3. Le rôle paternel

Ce qui fait énigme dans le roman est la disparition de Mr Bartholomew qui s’articule à un dysfonctionnement du rôle paternel. Le père anonyme se soutient d’un représentant de la loi pour tenter de restaurer un ordre mis à mal par la désobéissance du fils et que cet homme de loi définit comme “the father’s right to bestow his son’s hand where he pleases.” (p. 134).

Le dysfonctionnement se reflète dans l’impuissance sexuelle du fils qui pourrait en être une conséquence, tant les deux éléments sont liés. Jones dans sa déposition affirme à Ayscough la version des faits qu’il tient de Rebecca, que le but du voyage est de trouver remède à cette impuissance :

‘That he would carry her upon a tour he proposed to make there, for he had heard of new waters, recent found, and reputed excellent for his failing. (p. 250)’
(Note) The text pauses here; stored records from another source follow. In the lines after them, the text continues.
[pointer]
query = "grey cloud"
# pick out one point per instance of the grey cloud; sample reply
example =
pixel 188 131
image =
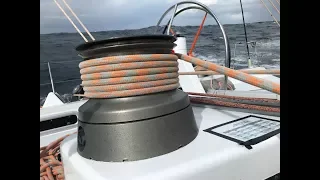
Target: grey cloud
pixel 99 15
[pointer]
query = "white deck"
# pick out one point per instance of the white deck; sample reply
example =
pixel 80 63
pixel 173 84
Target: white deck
pixel 207 157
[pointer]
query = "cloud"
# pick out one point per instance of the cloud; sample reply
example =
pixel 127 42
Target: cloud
pixel 99 15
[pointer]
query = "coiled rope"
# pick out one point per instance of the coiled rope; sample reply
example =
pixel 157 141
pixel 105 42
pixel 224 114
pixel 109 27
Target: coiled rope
pixel 131 75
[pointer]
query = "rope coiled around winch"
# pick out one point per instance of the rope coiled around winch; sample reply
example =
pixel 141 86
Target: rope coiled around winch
pixel 130 75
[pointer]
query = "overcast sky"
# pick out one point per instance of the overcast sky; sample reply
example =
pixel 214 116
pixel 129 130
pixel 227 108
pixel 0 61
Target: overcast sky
pixel 102 15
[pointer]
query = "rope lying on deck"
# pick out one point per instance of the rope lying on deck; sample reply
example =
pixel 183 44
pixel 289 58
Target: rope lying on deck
pixel 131 75
pixel 50 164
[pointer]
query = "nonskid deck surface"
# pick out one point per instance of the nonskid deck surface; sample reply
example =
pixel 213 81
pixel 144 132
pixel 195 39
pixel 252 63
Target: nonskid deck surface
pixel 206 156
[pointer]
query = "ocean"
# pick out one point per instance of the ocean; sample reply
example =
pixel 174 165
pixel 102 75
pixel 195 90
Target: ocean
pixel 59 50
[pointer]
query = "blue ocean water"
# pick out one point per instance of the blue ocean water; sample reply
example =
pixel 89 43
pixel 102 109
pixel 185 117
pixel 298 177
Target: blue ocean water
pixel 59 50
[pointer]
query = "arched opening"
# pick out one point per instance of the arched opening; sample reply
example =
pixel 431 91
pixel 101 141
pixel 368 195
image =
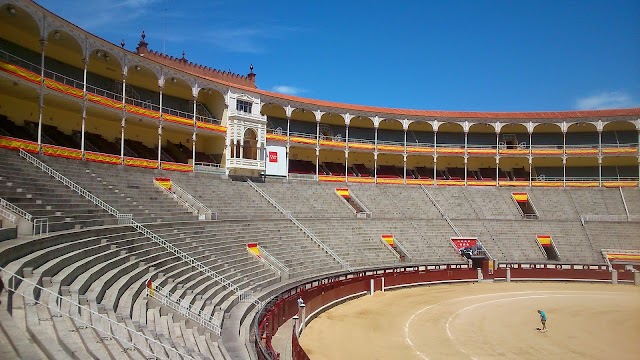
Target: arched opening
pixel 619 134
pixel 210 106
pixel 481 139
pixel 546 139
pixel 250 145
pixel 276 118
pixel 514 137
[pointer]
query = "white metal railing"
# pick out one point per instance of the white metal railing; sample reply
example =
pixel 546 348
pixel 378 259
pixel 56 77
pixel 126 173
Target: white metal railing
pixel 8 215
pixel 14 209
pixel 183 194
pixel 40 226
pixel 175 197
pixel 69 183
pixel 302 227
pixel 111 328
pixel 271 258
pixel 390 248
pixel 402 248
pixel 185 257
pixel 446 218
pixel 269 199
pixel 166 298
pixel 603 218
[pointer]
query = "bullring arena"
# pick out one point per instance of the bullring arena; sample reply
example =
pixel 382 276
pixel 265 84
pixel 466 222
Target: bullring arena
pixel 153 208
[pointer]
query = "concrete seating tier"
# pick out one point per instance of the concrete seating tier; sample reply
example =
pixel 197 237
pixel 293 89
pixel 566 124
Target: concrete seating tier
pixel 308 199
pixel 396 201
pixel 229 199
pixel 32 190
pixel 129 190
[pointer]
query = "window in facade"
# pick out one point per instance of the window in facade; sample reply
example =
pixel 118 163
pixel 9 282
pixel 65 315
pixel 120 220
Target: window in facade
pixel 243 106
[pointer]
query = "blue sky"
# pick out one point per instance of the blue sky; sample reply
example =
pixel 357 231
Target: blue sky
pixel 444 55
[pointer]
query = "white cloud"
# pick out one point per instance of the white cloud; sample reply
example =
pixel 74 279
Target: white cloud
pixel 606 100
pixel 289 90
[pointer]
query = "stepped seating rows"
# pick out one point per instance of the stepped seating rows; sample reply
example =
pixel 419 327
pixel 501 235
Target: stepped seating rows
pixel 129 190
pixel 392 201
pixel 304 201
pixel 37 193
pixel 229 199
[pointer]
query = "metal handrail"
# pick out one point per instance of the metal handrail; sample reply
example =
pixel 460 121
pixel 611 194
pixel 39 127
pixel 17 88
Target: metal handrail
pixel 166 298
pixel 69 183
pixel 198 265
pixel 14 209
pixel 446 218
pixel 8 215
pixel 302 227
pixel 180 192
pixel 278 263
pixel 175 197
pixel 83 310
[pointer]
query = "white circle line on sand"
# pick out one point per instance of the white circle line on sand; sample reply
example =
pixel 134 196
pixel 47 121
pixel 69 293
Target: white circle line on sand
pixel 407 338
pixel 451 337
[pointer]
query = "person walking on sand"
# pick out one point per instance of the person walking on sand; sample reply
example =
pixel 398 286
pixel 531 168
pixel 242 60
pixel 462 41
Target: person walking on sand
pixel 543 320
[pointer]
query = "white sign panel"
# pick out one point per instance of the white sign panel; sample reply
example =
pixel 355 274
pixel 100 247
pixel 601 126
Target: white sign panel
pixel 276 160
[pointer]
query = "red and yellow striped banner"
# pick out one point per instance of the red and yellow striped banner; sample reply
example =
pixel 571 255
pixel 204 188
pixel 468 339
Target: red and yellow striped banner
pixel 301 140
pixel 419 181
pixel 585 151
pixel 631 183
pixel 63 88
pixel 547 184
pixel 178 119
pixel 144 163
pixel 390 148
pixel 616 151
pixel 274 137
pixel 15 144
pixel 480 182
pixel 388 238
pixel 361 180
pixel 344 192
pixel 513 152
pixel 213 127
pixel 164 182
pixel 253 249
pixel 546 151
pixel 331 178
pixel 452 151
pixel 480 151
pixel 544 240
pixel 142 111
pixel 390 181
pixel 623 257
pixel 417 150
pixel 102 158
pixel 361 146
pixel 176 167
pixel 520 197
pixel 59 151
pixel 333 144
pixel 20 72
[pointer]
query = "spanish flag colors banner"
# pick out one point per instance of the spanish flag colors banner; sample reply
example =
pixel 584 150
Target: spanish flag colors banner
pixel 389 239
pixel 520 197
pixel 544 240
pixel 343 192
pixel 60 151
pixel 253 249
pixel 164 182
pixel 623 257
pixel 15 144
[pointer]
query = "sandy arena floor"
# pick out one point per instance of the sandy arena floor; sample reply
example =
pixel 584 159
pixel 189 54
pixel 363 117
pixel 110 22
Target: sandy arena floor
pixel 482 321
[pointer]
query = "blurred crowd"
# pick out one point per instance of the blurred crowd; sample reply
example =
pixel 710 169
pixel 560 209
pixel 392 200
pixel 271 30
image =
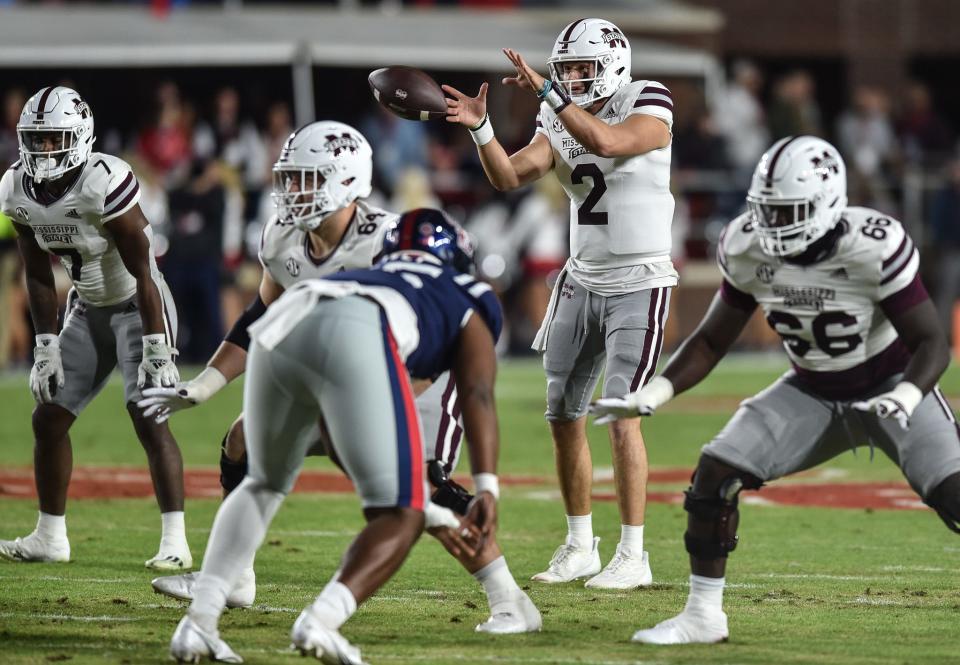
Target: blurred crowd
pixel 204 167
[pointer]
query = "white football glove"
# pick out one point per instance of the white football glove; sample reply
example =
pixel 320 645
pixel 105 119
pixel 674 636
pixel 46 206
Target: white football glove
pixel 899 403
pixel 640 403
pixel 47 373
pixel 161 403
pixel 157 364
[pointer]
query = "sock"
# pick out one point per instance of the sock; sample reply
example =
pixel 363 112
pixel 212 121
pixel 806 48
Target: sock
pixel 498 584
pixel 706 593
pixel 580 531
pixel 334 605
pixel 631 539
pixel 173 532
pixel 52 527
pixel 238 530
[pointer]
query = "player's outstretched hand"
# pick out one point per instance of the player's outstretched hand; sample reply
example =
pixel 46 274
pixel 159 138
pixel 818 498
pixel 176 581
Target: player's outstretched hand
pixel 526 77
pixel 898 403
pixel 640 403
pixel 482 514
pixel 46 376
pixel 157 365
pixel 464 109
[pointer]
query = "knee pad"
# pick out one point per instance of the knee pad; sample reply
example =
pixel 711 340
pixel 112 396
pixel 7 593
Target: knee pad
pixel 945 499
pixel 715 506
pixel 231 473
pixel 448 493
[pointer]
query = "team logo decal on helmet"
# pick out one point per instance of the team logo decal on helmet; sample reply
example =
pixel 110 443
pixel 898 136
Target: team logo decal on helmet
pixel 603 47
pixel 434 232
pixel 797 194
pixel 323 167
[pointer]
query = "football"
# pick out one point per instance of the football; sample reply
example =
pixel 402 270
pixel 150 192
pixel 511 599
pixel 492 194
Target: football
pixel 408 92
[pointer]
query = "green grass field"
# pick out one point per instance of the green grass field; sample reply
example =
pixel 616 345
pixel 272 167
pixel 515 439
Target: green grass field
pixel 806 585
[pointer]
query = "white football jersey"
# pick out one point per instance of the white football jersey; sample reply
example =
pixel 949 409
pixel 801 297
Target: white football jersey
pixel 73 226
pixel 829 313
pixel 285 254
pixel 621 208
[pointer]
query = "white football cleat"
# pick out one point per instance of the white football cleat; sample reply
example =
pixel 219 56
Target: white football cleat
pixel 570 562
pixel 171 559
pixel 522 617
pixel 312 638
pixel 191 644
pixel 35 548
pixel 625 571
pixel 688 627
pixel 181 587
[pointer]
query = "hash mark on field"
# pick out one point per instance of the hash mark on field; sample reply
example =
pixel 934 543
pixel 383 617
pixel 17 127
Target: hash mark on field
pixel 64 617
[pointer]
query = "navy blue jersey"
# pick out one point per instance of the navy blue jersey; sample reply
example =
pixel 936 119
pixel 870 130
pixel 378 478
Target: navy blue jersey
pixel 442 299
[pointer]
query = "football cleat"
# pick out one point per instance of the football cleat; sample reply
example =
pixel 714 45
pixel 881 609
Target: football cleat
pixel 522 617
pixel 688 627
pixel 625 571
pixel 181 587
pixel 35 548
pixel 191 644
pixel 166 560
pixel 311 638
pixel 570 562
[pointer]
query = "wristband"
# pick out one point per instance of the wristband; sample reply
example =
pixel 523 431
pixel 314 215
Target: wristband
pixel 557 98
pixel 487 482
pixel 482 133
pixel 908 395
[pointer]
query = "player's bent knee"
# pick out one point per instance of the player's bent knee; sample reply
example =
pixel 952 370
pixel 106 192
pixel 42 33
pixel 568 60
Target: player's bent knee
pixel 945 499
pixel 712 505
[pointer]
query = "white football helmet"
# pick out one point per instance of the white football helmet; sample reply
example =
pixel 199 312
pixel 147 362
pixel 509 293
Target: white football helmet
pixel 600 42
pixel 323 167
pixel 798 192
pixel 55 133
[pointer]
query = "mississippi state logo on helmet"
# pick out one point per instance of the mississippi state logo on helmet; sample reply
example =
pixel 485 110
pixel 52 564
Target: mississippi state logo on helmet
pixel 432 231
pixel 55 133
pixel 798 192
pixel 323 167
pixel 596 41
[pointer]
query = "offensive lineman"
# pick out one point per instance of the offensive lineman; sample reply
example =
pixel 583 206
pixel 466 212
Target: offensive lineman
pixel 608 141
pixel 325 225
pixel 841 287
pixel 340 348
pixel 83 207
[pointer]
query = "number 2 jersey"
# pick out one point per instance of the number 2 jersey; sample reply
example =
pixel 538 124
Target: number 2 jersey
pixel 831 315
pixel 72 227
pixel 621 208
pixel 285 254
pixel 426 304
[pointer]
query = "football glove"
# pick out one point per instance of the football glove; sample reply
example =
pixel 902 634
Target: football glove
pixel 640 403
pixel 898 403
pixel 47 373
pixel 161 403
pixel 157 364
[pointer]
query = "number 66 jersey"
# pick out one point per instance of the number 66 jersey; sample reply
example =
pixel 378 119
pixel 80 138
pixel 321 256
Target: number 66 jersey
pixel 832 315
pixel 72 227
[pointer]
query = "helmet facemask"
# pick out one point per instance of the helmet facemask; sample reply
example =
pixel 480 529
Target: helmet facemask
pixel 43 163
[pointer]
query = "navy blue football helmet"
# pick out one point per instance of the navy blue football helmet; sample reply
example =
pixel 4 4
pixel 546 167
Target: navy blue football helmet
pixel 432 231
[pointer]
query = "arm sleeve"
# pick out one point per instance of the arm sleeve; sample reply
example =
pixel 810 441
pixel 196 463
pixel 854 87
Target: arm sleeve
pixel 654 99
pixel 239 334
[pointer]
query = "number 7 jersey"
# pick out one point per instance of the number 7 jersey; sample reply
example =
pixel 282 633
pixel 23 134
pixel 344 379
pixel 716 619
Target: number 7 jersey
pixel 831 315
pixel 72 227
pixel 621 208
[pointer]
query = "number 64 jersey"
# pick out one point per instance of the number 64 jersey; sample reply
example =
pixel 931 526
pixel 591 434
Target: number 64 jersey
pixel 831 315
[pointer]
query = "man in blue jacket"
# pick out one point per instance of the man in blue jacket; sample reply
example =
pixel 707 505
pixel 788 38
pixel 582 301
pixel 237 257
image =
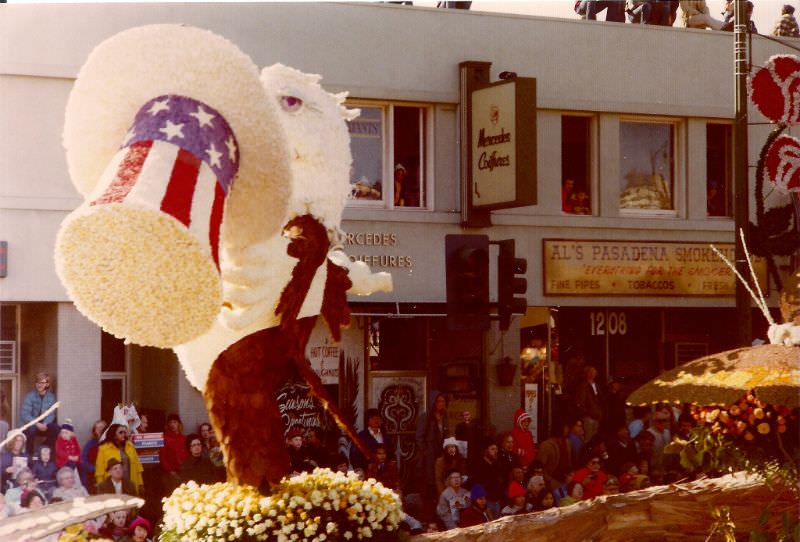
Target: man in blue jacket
pixel 35 403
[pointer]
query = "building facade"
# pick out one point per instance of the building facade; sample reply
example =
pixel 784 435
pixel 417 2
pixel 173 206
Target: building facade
pixel 633 160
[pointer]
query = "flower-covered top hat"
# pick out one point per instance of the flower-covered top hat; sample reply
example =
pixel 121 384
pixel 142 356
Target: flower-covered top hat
pixel 182 163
La problématique que nous trouvons alors dans A Maggot est celle que nous avons déjà rencontrée dans les deux romans précédents et relève des rapports père-fils où la défaillance du père constitue un obstacle qui empêche le fils de trouver sa place dans le système d’échange symbolique. Rappelons-nous que pour Jacques Lacan l’infans, pour se subjectiver, doit être séparé de cet Autre originel qu’est la Mère :

‘La castration ne signifie rien d’autre que ceci : tout être humain, tout être qui parle, est assujetti à la Loi de l’interdiction de l’inceste et doit renoncer à l’objet premier et absolu du désir qu’est la Mère. 210

Cette castration symbolique est effectuée par ce que Lacan appelle le Nom-du-Père, ou la métaphore paternelle qui est :

‘L’instance symbolique porteuse de la loi sous l’effet de laquelle l’enfant renonce à une relation duelle avec la mère, afin d’accéder lui-même à l’ordre symbolique, marquant par là les limites de son désir. 211

Pour l’enfant l’accès au langage signifie la perte de la jouissance d’être que Lacan formule ainsi : « le signifiant, c’est ce qui fait halte à la jouissance ». 212 La division se situe dans le langage même car, continue Lacan, « le signifiant ne se pose que de n’avoir aucun rapport avec le signifié ». 213 Le signifiant s’articule à une chaîne de signifiants dont le Nom-du-Père est le point d’ancrage : « le signifiant comme tel ne se refère à rien si ce n’est à un discours ». 214 Quant au signifié, dit-il, « le signifié, c’est l’effet du signifiant ». 215 Et significativement « entre les deux, il y a quelque chose de barré à franchir ». 216

Manifestement il y a un bloquage de la métaphore paternelle dans A Maggot , car le père de Mr Bartholomew ne joue pas le rôle de père symbolique, il ne laisse pas une place pour son fils où celui-ci peut s’inscrire comme sujet désirant par rapport au manque dans l’Autre. Au contraire il s’érige comme Autre absolu qui soumet son fils à sa jouissance.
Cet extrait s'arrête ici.